I recently stumbled upon Ansible, which has an interesting approach to managing systems. It's not what I'd choose for a large scale organisation with lots of sysadmins and developers needing to maintain standards, but for the lone admin or small skilled group with good version control habits, it might be the ideal choice.
The primary features of Ansible are:
- Custom inventory scripts (with a little more work, also dynamic inventory)
- Only python and json/simplejson are required on the remote servers (if you want to use the built-in library modules)
- Existing library modules are written to be idempotent
- Playbooks letting you combine multiple library modules, and pass variables between them.
In every large organisation where I've worked, we've always used a system management database of some sort (usually home rolled) to keep track of the systems and usually their (top-level) configuration. In my current position, I have access to several several thousand systems and occasionally have to run commands on a subset of them. Until now I've been using an inventory-search script that I wrote to extract system lists, and GNU parallel to execute commands in parallel, but I've found it limiting at times (and a mess of hostlists, and failure scenarios are problematic)
In Ansible, I found the external inventory better suited to small-scale system management, but it didn't take me long to work around the limitation with my own wrapper script.

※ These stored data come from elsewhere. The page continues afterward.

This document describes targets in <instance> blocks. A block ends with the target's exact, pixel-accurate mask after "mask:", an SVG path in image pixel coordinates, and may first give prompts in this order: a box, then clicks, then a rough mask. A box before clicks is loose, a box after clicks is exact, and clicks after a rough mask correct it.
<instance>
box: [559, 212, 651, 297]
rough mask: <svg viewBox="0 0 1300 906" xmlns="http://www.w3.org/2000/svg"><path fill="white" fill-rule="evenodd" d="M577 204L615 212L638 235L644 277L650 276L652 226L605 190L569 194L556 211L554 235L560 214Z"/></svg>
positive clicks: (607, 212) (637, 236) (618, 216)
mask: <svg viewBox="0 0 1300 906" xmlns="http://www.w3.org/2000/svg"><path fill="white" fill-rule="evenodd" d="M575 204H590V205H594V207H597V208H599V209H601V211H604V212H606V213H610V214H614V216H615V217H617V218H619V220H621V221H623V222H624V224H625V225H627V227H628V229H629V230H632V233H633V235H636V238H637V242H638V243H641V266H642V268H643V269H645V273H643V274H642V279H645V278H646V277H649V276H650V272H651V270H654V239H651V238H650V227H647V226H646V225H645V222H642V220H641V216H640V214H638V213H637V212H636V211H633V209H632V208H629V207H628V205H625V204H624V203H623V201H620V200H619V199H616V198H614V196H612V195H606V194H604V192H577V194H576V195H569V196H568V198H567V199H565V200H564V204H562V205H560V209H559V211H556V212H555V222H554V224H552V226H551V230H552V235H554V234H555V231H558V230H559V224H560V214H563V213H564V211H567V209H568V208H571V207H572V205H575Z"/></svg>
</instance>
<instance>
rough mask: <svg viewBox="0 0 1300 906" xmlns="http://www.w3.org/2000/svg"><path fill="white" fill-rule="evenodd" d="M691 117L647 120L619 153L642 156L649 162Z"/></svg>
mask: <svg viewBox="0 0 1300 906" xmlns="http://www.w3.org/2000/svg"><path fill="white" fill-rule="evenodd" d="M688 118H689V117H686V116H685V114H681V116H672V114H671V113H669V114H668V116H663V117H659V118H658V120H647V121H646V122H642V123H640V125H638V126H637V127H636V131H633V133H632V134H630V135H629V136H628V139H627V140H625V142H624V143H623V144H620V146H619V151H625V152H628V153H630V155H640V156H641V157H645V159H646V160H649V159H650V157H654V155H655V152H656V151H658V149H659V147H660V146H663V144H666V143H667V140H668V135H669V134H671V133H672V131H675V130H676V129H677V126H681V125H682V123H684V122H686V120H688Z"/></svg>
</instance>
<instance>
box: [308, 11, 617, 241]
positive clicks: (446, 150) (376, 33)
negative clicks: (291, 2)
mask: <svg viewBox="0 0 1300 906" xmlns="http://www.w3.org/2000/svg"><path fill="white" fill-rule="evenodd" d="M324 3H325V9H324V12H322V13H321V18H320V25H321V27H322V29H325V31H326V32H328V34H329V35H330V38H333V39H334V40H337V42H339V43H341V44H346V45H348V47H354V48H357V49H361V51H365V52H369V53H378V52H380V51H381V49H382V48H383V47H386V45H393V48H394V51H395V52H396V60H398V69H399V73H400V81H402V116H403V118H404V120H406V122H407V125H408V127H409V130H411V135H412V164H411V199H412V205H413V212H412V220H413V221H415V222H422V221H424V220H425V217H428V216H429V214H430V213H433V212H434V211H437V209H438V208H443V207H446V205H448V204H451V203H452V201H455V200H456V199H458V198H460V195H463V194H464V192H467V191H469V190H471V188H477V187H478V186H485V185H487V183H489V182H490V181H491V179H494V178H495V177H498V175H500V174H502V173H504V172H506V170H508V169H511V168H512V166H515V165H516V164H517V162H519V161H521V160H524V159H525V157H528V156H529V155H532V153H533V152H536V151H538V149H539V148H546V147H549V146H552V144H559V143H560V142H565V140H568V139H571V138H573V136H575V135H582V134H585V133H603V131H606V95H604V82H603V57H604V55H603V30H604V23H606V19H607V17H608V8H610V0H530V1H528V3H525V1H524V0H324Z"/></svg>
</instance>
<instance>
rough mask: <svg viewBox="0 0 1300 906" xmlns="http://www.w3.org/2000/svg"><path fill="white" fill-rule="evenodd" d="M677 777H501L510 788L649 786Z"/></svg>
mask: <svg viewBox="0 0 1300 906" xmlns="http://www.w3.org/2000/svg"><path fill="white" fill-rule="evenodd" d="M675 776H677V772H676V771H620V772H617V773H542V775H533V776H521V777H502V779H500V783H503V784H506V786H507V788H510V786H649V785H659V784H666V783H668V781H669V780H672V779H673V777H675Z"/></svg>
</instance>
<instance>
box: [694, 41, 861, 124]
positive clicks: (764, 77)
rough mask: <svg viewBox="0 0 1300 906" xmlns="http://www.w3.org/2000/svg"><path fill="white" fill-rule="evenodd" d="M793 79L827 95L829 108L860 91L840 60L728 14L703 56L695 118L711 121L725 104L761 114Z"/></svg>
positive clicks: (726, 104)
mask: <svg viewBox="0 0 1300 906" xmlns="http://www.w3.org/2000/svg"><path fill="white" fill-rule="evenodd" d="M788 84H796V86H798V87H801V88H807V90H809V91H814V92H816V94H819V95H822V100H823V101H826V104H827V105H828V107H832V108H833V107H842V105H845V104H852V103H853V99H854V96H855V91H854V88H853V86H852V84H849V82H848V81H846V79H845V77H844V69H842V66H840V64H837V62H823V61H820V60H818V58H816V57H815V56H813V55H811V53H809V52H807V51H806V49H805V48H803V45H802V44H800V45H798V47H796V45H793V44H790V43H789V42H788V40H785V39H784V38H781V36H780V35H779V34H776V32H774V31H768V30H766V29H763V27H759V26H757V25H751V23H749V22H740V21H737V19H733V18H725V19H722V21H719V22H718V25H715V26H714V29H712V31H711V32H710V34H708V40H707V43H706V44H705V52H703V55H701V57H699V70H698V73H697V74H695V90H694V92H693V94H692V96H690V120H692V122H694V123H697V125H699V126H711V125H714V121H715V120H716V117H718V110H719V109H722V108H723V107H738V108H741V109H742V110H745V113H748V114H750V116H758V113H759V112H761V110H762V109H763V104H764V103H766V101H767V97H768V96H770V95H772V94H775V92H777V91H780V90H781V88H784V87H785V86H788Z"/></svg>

As an example, I can now run "ans app=foo dc=lon01 env=prod -a uptime" and it will run the uptime command on all "prod"uction systems configured to run the "foo" app in the "lon01" datacenter. I could also run "ans '*.foo.lon01.*' -a uptime" to match based on the FQDN. ALL the matching is now done by my inventory script, and ansible just uses the results en-masse. My script is a lot more efficient than Ansible's grouping functions.
At home, I store information about my local systems/VMs and cloud-based VMs in a stateful cluster manager, and I have an inventory script for that too. I'm also more likely to use playbooks at home, as Ansible is lighter weight than running Puppet or Chef agents, but has much of the same functionality.